LNR is generally calculated by dividing the number of metastatic LNs by the total number of harvested LNs. LNR indicates the quality of surgery or completeness of LN dissection. In one analysis, LNR was a strong determinant of disease-specific mortality, with a threshold LNR of 0.42 [26]. In our study, LNR was calculated as 0.27 ± 0.17 in total, 0.27 ± 0.32 in level II, 0.26 ± 0.24 in level III, 0.21 ± 0.23 in level IV, 0.04 ± 0.15 in level V, and 0.52 ± 0.37 in level VI. LNR in level II and total levels were significantly associated with level V metastasis (P = 0.001 and 0.036, respectively). In the current study, we hypothesized that a large tumor size will affect metastatic LN size and level V metastasis. However, tumor size and LN to tumor size ratio were not associated with level V metastasis (P = 0.128 and 0.584, respectively). Tumor size did not correlate with LN size (rho = 0.136, P = 0.191). There was no significant association between LN to tumor size ratio and level V metastasis (P = 0.584). However, we found that tumor size correlated with the number of metastatic LNs in levels II and VI (rho = 0.232, 0.238, and P = 0.025, 0.021, respectively).

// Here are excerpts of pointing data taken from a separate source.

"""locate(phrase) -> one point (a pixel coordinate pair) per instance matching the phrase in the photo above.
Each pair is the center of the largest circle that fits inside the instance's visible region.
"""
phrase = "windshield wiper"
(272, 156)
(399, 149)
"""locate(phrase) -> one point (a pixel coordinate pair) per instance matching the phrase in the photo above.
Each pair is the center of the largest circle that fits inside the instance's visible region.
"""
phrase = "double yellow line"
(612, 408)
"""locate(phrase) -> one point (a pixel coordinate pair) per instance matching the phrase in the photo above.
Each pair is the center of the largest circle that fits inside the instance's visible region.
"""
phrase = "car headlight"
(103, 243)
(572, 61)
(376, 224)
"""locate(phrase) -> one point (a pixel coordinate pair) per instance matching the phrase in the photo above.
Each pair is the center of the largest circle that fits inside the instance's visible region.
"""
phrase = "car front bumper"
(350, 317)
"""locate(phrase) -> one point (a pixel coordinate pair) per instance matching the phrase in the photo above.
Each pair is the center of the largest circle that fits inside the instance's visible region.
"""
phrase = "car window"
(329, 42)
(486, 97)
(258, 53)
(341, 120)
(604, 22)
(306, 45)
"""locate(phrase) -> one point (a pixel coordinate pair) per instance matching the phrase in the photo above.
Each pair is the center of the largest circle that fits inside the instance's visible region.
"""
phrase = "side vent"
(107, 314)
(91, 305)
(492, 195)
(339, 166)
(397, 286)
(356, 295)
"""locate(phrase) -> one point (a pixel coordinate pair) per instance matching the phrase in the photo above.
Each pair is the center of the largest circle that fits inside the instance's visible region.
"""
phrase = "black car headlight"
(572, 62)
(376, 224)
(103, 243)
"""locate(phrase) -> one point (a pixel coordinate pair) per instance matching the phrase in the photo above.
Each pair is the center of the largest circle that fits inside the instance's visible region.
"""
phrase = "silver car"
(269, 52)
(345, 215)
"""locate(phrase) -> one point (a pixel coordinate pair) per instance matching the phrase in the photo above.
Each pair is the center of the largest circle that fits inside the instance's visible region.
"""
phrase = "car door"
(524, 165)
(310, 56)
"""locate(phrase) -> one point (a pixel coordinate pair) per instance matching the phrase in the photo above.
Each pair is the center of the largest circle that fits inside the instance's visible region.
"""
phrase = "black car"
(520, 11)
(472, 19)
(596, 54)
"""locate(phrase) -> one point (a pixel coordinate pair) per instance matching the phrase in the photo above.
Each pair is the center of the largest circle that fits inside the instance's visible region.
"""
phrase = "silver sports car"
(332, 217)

Our study has some limitations. First, multi-variable analysis was excluded because of inappropriate statistics with small number of cases. Second, the information regarding preoperative USG findings at each level was not sufficient because preoperative USG was performed in different hospitals. Third, this study enrolled a small population of 94 patients, with a short follow-up period. In the future, a multi-center prospective study should be conducted to evaluate the quality of life and survival.

Conclusions

Our study showed that tumor size correlated with the total number of metastatic LNs and the number of metastatic LNs in levels II and VI (rho = 0.297, 0.232, and 0.238, and P = 0.004, 0.025, and 0.021, respectively). The number of metastatic LNs in level II and total levels correlated with the number of metastatic LNs in level V (rho = 0.331, 0.325, and P = 0.001, 0.001, respectively). The number of metastatic LNs and LNR in level II, simultaneous 3-level metastasis (level II, III, and IV), and 3-level with ≥ 2.5 metastatic LNs in level II were significantly associated with level V metastasis. (P = 0.011, 0.001, 0.003, and 0.002, respectively). In the future, larger-scale multi-institutional studies were needed to find out predictors for level V metastasis.